Hoteliers know, that their revenue doesn’t grow the same way all throughout the year. Often, it depends on the climate. Sometimes, however, it is a man, not weather conditions, that affects the number of tourists visiting a given country. Sporting events, because they will be the subject of this article, can drastically change the number of foreign visitors, as well as the entire economy of the country. But are they truly worth it?
Sporting events can help the economy, especially the hospitality market. A given state is chosen as the host of an event, which allows it to increase its income. Of course, this is not always the case. Sometimes the country’s profits are small and do not cover expenses incurred for the organization of the event. Many of them have to build stadiums and, in a relatively short time, improve the infrastructure, which involves considerable costs. We will look at several examples of the impact of such events on the tourist market and the economy as a whole.
Olympic Winter Games will take place in February. This year the host city is Pyeongchang in South Korea. How can they affect its economy?
The ancient Olympics were held between the 8th century BC and the 4th century AD. Their first modern version took place in 1896. Today, the costs of the games are bigger than ever, so does it even pay off to host them?
Most economists would say “no”. The statistics speak for themselves. Majority of the countries earn very little or nothing from the Olympics. Many go bankrupt. After 1932, it took over half a century for a host city to profit from them. And that was mostly, because Los Angeles in a large part used its existing resources and infrastructure, that most cities do not have.
Before, the hosts were typically developed countries. Now, the things have changed. Many developing countries take on this difficult role. And sadly, most of them later regret it.
While the games help the infrastructure, lift the nation’s spirits and promote the country, they cost billions of dollars. Without proper investment funds and any specific financial structure, the things are unlikely to change.
One sector, that usually benefits from the Olympics is the hospitality industry. While some host cities do not experience growth in visitors number, most do. For example, the 1988 Seoul Games resulted in the 78% growth of foreign visitors between the year 1986 and 1990. It is a common trend, for the hosting locations to become more popular in the time of the games. Its name is spread throughout all types of media around the World. But while tourism blossoms, the economy often crumbles. It is important to take all of that into consideration.
FIFA World Cup
Similarly to the Olympics, the FIFA World Cup sparks discussions regarding its beneficence. They do seem somehow less controversial, with many hosts gaining from them. Football fans are known for their devotion to the sports, and very often don’t mind the travel costs. FIFA also helps the host cities manage the Cup.
As most of such events, FIFA World Cup also generates change in the infrastructure. New projects are run and new systems built, to improve the transportation, communication and overall comfort of staying in the city.
Usually, hoteliers see a significant increase in the number of guests during the World Cup. Fans from all around the globe want to see their favourite players in action. Of course, that is not always the case. While places such as Japan, South Korea and Germany saw an impressive increase in the number of foreign visitors, some countries, like France, experienced a decrease.

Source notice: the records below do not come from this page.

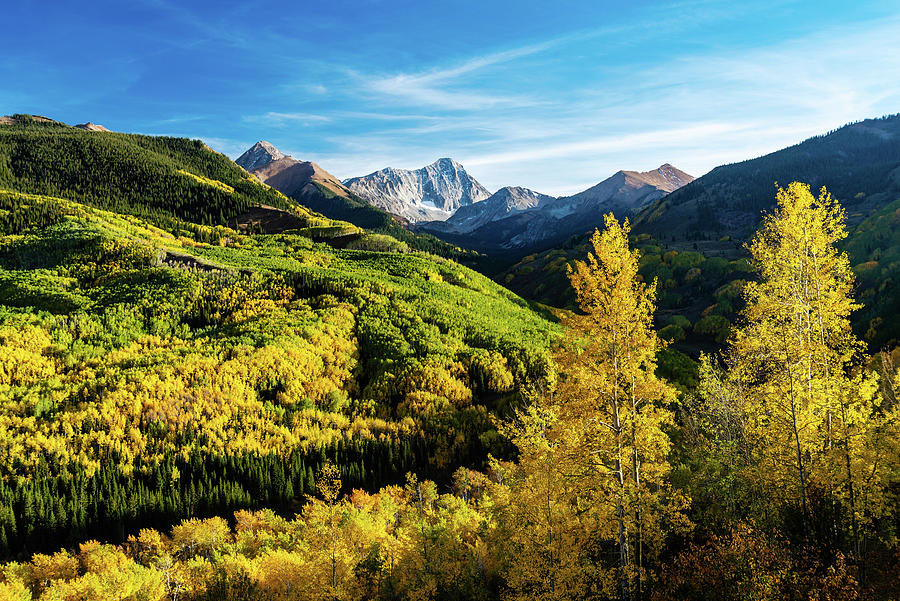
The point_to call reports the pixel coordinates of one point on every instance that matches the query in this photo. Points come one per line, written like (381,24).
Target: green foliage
(125,347)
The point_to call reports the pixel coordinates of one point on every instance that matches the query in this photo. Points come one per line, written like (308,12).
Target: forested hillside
(858,163)
(190,411)
(279,373)
(156,367)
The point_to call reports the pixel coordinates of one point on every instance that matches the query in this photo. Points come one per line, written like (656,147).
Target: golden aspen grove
(192,409)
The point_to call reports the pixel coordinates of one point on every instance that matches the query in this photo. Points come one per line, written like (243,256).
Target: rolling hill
(158,364)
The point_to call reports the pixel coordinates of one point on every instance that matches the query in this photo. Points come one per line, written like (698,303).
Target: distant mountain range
(518,218)
(858,163)
(433,192)
(310,185)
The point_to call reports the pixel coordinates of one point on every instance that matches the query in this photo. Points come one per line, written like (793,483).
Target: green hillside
(858,163)
(168,181)
(156,367)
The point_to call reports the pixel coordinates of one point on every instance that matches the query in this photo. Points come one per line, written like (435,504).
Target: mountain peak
(446,162)
(433,192)
(260,154)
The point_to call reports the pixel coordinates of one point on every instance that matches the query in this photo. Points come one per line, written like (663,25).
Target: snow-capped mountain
(433,192)
(517,218)
(260,154)
(500,205)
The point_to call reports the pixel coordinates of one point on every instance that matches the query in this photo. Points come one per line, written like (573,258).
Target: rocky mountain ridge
(433,192)
(517,218)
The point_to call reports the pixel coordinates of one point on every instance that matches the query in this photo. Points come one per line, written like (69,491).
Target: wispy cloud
(283,119)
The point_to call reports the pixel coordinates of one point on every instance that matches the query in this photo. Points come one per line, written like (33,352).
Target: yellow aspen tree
(613,405)
(543,534)
(328,484)
(795,350)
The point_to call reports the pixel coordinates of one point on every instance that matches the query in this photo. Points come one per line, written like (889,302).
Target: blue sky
(551,95)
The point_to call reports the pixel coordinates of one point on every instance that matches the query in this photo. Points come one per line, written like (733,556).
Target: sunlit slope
(166,180)
(126,347)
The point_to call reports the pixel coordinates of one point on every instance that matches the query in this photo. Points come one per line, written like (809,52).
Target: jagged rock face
(431,193)
(518,218)
(500,205)
(259,155)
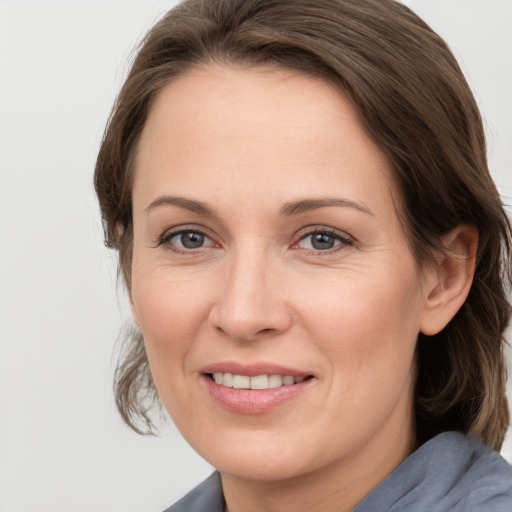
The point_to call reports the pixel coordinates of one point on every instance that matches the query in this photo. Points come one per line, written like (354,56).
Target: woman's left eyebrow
(304,205)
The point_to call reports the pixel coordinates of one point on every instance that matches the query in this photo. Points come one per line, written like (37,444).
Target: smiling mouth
(258,382)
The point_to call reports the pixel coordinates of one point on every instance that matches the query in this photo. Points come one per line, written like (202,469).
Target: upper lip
(253,369)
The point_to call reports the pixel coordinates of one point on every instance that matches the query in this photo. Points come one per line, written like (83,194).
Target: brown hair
(417,106)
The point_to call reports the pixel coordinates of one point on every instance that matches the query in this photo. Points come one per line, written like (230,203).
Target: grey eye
(190,240)
(322,241)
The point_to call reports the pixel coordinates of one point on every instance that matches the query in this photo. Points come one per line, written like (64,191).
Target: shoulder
(451,472)
(206,497)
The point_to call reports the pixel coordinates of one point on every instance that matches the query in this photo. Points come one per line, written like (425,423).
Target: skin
(246,143)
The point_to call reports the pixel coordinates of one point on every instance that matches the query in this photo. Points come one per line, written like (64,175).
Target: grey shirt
(451,472)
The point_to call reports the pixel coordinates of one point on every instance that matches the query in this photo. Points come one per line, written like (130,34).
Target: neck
(340,486)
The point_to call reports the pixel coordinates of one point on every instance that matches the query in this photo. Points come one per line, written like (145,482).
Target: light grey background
(62,446)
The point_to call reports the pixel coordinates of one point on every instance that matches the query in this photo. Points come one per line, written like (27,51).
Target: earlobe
(449,284)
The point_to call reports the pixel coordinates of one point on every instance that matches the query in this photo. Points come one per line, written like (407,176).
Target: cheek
(170,311)
(368,327)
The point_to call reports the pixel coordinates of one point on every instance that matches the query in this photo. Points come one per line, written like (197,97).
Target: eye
(323,240)
(187,239)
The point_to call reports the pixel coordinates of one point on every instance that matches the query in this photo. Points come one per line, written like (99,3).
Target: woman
(316,255)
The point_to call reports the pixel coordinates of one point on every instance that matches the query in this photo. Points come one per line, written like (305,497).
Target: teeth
(258,382)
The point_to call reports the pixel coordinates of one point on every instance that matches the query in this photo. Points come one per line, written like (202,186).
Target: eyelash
(343,239)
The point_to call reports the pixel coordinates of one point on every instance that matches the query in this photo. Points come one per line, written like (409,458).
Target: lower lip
(252,401)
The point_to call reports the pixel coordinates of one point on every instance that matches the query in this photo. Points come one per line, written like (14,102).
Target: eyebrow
(291,208)
(305,205)
(189,204)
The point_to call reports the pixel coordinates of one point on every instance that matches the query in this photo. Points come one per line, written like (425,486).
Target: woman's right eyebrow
(189,204)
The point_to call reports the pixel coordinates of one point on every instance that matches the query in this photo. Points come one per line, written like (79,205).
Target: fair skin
(266,241)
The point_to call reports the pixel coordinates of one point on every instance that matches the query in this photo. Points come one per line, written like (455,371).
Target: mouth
(255,389)
(256,382)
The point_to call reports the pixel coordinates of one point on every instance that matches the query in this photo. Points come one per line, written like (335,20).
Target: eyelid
(170,233)
(342,236)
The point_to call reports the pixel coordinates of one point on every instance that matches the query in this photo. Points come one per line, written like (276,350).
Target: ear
(133,309)
(449,283)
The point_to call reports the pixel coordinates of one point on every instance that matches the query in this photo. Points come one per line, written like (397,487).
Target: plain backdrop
(62,446)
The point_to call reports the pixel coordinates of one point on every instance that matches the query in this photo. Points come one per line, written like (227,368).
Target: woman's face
(268,254)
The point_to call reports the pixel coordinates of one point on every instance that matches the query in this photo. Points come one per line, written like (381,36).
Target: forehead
(269,128)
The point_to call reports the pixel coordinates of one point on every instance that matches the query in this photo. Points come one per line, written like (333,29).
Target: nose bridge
(249,303)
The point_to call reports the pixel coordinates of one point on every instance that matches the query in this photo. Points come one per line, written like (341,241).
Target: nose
(251,304)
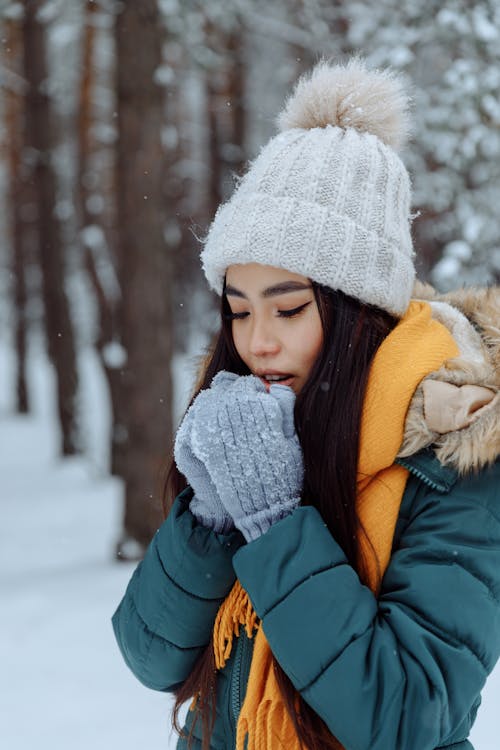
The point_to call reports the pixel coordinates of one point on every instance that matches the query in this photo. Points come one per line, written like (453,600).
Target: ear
(449,407)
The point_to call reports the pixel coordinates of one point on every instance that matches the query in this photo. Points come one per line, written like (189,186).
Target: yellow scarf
(417,346)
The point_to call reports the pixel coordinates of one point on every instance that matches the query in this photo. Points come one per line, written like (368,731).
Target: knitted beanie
(328,197)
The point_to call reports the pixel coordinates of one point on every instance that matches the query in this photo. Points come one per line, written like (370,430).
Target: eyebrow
(272,291)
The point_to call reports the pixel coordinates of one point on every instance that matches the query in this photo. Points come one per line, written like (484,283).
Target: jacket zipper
(241,663)
(423,477)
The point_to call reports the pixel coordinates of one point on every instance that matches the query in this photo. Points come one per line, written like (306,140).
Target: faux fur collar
(473,317)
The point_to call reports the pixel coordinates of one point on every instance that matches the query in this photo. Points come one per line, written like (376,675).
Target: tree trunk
(144,267)
(226,114)
(58,327)
(14,122)
(96,235)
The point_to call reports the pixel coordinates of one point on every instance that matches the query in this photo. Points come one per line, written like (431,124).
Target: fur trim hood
(456,409)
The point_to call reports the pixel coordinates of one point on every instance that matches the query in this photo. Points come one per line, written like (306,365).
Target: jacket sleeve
(402,671)
(166,616)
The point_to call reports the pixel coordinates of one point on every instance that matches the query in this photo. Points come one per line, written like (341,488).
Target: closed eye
(295,311)
(281,313)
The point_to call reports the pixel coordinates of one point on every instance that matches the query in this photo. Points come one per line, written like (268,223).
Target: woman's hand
(205,504)
(246,440)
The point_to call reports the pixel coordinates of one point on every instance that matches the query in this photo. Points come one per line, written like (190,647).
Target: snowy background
(63,683)
(62,679)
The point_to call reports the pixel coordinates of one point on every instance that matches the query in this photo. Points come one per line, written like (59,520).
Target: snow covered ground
(63,684)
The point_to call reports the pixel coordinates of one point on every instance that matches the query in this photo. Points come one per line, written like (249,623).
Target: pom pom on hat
(328,197)
(350,96)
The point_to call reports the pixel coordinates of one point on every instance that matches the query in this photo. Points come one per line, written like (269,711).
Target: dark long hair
(328,418)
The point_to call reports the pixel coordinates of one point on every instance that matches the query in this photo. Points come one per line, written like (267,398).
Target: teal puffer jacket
(401,672)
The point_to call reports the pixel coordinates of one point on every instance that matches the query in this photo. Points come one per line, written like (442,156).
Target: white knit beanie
(328,197)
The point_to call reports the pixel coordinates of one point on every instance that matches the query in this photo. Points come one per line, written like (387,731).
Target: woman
(329,572)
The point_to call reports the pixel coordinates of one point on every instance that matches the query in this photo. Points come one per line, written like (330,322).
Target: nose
(262,339)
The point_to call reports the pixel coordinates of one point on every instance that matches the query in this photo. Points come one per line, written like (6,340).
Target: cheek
(313,341)
(240,344)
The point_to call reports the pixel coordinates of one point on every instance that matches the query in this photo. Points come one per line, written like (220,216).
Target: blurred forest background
(122,127)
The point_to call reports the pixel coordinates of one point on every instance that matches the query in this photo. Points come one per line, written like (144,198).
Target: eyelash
(281,313)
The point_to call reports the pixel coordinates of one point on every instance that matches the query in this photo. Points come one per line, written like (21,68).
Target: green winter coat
(403,671)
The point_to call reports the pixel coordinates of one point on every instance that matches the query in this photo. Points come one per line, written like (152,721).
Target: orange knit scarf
(417,346)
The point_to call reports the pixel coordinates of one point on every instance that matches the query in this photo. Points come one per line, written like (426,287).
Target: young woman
(328,575)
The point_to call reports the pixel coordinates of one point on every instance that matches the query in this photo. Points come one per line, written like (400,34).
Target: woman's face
(275,322)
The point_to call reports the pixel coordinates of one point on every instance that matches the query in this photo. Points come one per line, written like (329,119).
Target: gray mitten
(205,504)
(246,439)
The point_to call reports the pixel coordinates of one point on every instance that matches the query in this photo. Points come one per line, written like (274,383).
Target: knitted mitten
(246,439)
(205,504)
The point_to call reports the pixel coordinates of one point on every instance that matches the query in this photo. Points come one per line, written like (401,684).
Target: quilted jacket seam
(297,585)
(181,588)
(159,637)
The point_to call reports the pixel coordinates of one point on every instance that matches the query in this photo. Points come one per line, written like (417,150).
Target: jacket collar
(426,467)
(473,318)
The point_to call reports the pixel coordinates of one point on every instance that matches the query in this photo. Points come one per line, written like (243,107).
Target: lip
(260,375)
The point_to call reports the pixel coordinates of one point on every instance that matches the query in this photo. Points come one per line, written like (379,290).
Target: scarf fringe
(271,727)
(235,611)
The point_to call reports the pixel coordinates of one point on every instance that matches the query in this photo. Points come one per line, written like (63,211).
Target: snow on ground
(63,683)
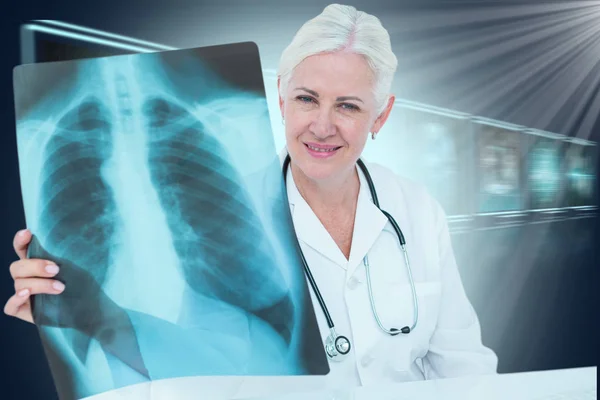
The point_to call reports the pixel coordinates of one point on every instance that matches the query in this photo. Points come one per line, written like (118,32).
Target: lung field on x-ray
(217,236)
(135,191)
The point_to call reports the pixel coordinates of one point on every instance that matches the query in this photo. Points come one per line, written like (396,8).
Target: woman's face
(329,110)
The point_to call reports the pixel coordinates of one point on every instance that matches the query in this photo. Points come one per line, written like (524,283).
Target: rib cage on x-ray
(198,187)
(221,247)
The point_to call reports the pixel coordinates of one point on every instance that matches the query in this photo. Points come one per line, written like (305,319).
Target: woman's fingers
(19,306)
(39,286)
(21,242)
(31,268)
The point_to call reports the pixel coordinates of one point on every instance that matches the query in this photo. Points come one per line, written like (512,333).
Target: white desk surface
(553,384)
(539,385)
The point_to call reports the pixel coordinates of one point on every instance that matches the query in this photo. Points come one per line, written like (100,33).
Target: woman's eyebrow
(342,98)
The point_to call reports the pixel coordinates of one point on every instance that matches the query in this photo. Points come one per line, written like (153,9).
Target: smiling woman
(334,84)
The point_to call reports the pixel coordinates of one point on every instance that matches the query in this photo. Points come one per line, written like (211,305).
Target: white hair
(343,28)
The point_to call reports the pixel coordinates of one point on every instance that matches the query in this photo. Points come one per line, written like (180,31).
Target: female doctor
(334,83)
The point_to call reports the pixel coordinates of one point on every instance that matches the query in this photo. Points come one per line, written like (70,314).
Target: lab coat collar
(369,222)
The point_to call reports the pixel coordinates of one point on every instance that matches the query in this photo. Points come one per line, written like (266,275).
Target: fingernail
(52,269)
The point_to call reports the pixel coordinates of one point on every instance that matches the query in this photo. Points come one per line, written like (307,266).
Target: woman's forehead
(333,73)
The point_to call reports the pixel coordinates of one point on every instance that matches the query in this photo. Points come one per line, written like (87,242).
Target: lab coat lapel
(368,225)
(309,229)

Many host cities benefited from the games. They became more popular and could even invest in their own football leagues. Companies sponsoring the events sell billions worth of products. The seems as if the World Cup is a safer option than the Olympics, although obviously not every country can handle the financial pressure of it.
UEFA European Championship
As one of Europe’s most important sporting events, the UEFA European Championship is a source of many opportunities to the host countries. The 2016 games boosted the French economy by €1.2bn. If handled correctly, they can be a major source of income.
Unlike the FIFA World Cup, that seemed to scare tourists away from usually the most popular tourist destination in the World, the UEFA Championships drew people in. Over 600.000 visitors came to France, to see their teams play in one of the 13 host cities.
Another good example is Poland. Alongside Ukraine, it was the host country in 2012. The stadiums were full, with average use of seats at the level of 98,9%. Over 673,000 spectators watched the games on stadiums, and five times as many were observing the turn of events from the fan zones.
During the time of the games, 677,000 foreigners visited the country, most of them stayed in Poland for at least one night. The benefits from the tourism in that time amounted to 1,121 bn PLN.
Experts estimate, that the long-term economic effect of UEFA EURO 2012 on Polish economy, will bring the GDP growth by 1.3% spread between 2008-2020. The most important source of positive economic effects is the acceleration of investments in transport infrastructure.
Before applying to be a host country, it is important to estimate both benefits and costs. Very often it is not profitable. Even the hospitality industry may not see an increase in revenue. Finding sponsorships, using existing infrastructure, and good planning, are the best ways not to end up in debt after the sporting events.